Le jeune tribut tourna son visage constellé de tâches de mélanine sur Sorj.

— Mank ?

— L’intelligence centrale. Comme tu l’imagines, il ne lui faudra qu’une demi-seconde pour te localiser, où que tu sois.

Le regard déterminé d’Andei exprima alors une détresse infinie – toujours teintée de révolte, ceci dit.

— Je veux pas servir de pudding à ces æliens !

— Les ældiens, corrigea Sorj. Et non. Je fais sûrement une grosse connerie, mais j’ai pris mes dispositions pour te couvrir. Je leur ai fait croire que t’étais mort.

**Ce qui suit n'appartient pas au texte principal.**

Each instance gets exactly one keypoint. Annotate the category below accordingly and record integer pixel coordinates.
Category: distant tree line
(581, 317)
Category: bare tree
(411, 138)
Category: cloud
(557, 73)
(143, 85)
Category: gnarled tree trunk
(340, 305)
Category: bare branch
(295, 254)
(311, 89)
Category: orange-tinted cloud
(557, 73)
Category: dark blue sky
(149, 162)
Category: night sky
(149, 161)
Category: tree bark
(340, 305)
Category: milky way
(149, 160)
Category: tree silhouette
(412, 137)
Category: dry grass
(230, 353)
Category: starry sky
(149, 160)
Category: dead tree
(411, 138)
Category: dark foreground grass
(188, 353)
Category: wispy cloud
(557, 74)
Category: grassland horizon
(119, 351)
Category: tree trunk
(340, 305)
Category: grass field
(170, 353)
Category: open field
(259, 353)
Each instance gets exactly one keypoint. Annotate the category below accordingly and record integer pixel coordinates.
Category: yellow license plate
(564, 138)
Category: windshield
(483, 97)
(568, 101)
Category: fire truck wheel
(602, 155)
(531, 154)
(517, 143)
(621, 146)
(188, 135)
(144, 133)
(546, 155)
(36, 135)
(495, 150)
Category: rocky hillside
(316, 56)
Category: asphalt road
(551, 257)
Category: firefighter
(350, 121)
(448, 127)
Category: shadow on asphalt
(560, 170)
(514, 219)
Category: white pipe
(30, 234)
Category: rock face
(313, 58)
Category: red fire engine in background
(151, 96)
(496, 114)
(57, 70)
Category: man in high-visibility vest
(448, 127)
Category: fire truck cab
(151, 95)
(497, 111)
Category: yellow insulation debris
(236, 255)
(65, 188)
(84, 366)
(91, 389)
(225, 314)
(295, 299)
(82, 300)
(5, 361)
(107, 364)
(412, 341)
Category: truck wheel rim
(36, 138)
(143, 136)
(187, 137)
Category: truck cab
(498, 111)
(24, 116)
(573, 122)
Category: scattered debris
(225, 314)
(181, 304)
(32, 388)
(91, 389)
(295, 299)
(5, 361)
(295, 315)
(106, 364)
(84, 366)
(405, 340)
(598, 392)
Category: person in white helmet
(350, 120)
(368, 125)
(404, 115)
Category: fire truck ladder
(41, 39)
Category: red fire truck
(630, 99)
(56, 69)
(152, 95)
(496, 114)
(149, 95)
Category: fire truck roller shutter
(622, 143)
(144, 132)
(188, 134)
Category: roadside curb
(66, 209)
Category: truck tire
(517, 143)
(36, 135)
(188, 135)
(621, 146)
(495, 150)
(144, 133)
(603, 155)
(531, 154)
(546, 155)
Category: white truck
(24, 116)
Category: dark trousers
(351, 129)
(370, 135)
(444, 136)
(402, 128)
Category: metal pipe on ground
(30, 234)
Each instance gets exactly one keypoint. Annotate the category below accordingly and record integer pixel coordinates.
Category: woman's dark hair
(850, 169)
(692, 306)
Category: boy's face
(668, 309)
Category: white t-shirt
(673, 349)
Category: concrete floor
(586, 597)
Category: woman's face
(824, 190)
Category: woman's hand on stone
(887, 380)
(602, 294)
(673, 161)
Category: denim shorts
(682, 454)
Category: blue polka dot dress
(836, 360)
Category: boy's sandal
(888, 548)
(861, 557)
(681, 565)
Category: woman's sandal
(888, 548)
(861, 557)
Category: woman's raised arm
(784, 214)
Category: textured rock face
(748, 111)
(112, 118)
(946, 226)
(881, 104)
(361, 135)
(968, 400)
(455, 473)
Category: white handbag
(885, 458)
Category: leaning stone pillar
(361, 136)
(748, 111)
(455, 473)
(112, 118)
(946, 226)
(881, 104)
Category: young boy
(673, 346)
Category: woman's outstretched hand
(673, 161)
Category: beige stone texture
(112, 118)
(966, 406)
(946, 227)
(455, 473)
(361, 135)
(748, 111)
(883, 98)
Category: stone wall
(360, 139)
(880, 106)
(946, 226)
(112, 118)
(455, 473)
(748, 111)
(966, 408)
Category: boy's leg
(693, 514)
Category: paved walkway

Une lueur d’espoir s’alluma dans les yeux du Terrien.

— Aux ældiens ?

— Pas à eux directement, non. Je ne communique pas avec ces monstres : il faut être un gradé pour ça. Moi, je ne suis qu’un intendant… et je me satisfais très bien de ce poste. Moins j’ai affaire à eux, mieux je me porte. Tout ce que je veux, c’est voir leurs putains de vaisseaux de guerre sur la baie quand les korridites se pointent, et éviter la cour martiale. Tu piges ?

Andei hocha la tête lentement.

— Je pige. Faut que je me planque, c’est ça ?

— T’as tout compris. Tu te planques ici tant qu’on n’est pas arrivé à destination, puis dans ma cabine après. Ensuite, je m’arrangerai pour te faire ramener sur Terre.

— Je veux pas revenir sur Terre ! déclina Andei avec véhémence.

— Si tu restes ici, tu seras impliqué dans les combats, d’une façon ou d’une autre. À part le vide de l’espace, y a que des vaisseaux de guerre.

— C’est pas grave. Tout, sauf la Terre.

— Ça peut être un cair ældien, ce « tout ». Ou un vaisseau-labo korridite.

— Un vaisseau-labo ?

— Un bâtiment où ils nous dissèquent vivants. C’est ce qu’ils font. Plus ils nous connaissent, plus ils arrivent à prévoir nos mouvements. C’est de la stratégie.

Le regard de Andei se perdit sur la paroi métallique du conduit d’aération.

— En gros, j’ai le choix entre mourir irradié sur Terre, disséqué vivant ou dévoré sur un vaisseau extraterrestre…

— C’est ça. Bienvenue au dixième millénaire.